You’ve heard us talk before about the differences between grass-fed beef and grain-finished beef. Though these cows may have similar beginnings, the finishing process features a stark contrast. We’ll show you today why scientists are researching how these differences could affect our environment. You’ll find more information on environmental impact in our blog.
Almost every cow is starting out in a pasture of some sort; however, grain-finished cattle are moved to a feedlot and fed a diet of corn and other high energy grains at the end of their lives. They’re also likely fed a combination of preventative antibiotics or other growth hormones to prevent disease and aid in putting on weight quickly. In contrast, grass-finished cattle spend their whole lives in a pasture.
The grass-fed cattle movement is based on a larger idea called regenerative agriculture or holistic management. It maintains that grazing ruminant populations, like cattle, are key to a healthy ecosystem. Visit our website to find out more about how we farm.

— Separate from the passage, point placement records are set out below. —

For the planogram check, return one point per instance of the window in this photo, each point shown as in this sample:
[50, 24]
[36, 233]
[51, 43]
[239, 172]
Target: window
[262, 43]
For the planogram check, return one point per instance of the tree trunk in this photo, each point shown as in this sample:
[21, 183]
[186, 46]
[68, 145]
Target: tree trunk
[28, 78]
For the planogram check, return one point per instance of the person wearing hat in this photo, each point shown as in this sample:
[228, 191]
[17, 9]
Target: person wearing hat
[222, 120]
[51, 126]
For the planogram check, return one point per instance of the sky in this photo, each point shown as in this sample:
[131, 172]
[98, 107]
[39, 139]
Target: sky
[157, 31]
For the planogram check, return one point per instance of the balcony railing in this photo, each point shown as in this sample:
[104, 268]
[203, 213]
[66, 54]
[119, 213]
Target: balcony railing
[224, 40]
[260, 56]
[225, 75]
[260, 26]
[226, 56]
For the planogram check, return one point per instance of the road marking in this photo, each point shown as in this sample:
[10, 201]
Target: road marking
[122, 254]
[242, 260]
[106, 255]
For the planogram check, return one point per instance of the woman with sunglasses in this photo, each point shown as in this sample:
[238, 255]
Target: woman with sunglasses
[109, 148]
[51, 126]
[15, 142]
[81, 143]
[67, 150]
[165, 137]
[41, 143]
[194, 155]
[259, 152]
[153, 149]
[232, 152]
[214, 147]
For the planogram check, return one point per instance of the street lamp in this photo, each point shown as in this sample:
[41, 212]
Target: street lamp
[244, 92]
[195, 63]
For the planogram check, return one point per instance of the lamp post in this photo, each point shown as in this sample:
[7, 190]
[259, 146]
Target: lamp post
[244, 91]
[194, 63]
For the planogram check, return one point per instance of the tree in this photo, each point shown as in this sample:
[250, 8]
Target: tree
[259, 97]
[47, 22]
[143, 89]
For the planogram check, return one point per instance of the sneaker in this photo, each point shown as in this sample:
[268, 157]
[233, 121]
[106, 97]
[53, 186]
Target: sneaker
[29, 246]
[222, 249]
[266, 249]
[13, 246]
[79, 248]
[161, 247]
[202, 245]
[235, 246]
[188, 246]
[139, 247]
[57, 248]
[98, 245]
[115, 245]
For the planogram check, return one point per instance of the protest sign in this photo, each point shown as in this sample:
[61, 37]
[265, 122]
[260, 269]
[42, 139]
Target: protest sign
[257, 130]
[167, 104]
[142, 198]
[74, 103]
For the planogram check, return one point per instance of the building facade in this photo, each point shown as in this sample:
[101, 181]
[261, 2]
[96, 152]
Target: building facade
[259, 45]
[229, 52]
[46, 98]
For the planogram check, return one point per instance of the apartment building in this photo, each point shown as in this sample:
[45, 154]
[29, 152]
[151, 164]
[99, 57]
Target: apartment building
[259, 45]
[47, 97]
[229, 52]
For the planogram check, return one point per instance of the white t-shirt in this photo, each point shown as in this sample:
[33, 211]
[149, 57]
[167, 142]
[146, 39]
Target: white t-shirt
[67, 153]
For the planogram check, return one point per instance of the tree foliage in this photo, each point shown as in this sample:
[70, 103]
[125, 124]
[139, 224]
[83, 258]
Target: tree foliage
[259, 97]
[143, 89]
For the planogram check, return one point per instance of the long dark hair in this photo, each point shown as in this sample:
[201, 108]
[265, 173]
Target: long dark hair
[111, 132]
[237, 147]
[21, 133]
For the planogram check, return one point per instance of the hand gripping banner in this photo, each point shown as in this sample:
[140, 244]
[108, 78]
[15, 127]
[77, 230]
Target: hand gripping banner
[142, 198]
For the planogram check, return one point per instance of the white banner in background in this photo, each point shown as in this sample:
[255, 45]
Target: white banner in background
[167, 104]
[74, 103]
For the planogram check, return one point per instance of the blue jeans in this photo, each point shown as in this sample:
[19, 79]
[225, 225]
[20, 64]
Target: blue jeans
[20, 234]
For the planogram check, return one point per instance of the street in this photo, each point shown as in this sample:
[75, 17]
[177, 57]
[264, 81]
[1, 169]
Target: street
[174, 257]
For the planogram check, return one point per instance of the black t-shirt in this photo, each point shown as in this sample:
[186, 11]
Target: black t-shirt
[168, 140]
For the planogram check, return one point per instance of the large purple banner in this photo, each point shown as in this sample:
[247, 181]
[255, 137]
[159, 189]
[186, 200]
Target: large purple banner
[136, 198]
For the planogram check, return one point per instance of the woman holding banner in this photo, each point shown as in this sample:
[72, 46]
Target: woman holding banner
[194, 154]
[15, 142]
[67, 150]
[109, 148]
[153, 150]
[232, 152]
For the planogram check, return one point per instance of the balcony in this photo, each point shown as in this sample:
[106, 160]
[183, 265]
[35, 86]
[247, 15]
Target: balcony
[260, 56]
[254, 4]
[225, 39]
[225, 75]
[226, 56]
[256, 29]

We can see evidence of this in history, where bison used to freely roam plains and prairies. This land didn’t have to be plowed to plant corn to feed the cattle, and deep-rooted grasses were allowed to flourish. These grasses helped prevent erosion, and some even suspect the events of the Dust Bowl would have been greatly reduced if these herds had still been around. The livestock helped promote soil health.
Returning cattle to pasture off the land for their entire lives can have many benefits, including restoring soil microbial diversity, which makes the land more resilient to flooding and drought. It can also boost the nutrient content of the plants, enhancing the flavor of the livestock that graze off them.